Rufus ranks at #196 with 550 entries, and the name carries the same recovering-vintage texture that Otto and Walter work a few ranks away. Latin-origin and historically grounded, Rufus has been quietly cycling back into pet naming for the past 15 years.
The Latin-recovery cluster
Rufus comes from the Latin for red-haired, and the name has held a continuous if quiet presence in English-speaking naming since Roman times. The name dropped out of common use in the early 20th century and has come back through pet adoption faster than through baby naming. Owners who pick Rufus are usually working an old-soul or vaguely-British register, and the name fits comfortably on shaggy or red-coated dogs where the original etymology lines up visually.
One counter-reading: Kim Possible's naked mole-rat Rufus (Disney Channel, 2002-2007) and the Rufus character in Doctor Doolittle are real cultural anchors that produced a small cohort of Rufus pet owners in the early 2000s. Those owners tend to skew younger and pick the name with more comedic intent than the recovering-vintage cohort, who play the name straight.

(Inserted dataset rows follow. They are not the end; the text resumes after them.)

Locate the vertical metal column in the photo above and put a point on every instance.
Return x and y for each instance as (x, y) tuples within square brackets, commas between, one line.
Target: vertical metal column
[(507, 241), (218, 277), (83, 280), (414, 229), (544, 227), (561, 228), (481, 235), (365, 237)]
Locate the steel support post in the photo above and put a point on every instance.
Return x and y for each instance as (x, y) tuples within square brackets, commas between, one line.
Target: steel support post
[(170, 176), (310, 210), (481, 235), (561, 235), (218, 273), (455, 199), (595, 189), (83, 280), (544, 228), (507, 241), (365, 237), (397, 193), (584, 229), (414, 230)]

Where the name lands by breed
Cocker Spaniels, Irish Setters, red-coated retrievers, and shaggy mid-sized mixed breeds over-index on Rufus. The two-syllable shape (ROO-fus) projects well and reads warmly, and the soft consonants give the name an approachable register that the harder Otto or Wally lack. The Rufus baby name page shows the human chart, where the name has been outside the SSA top-1000 for decades despite recent slow growth. The pet-naming slot is where Rufus has found durability, and current adoption rates suggest the name's slow climb back into broader visibility will continue.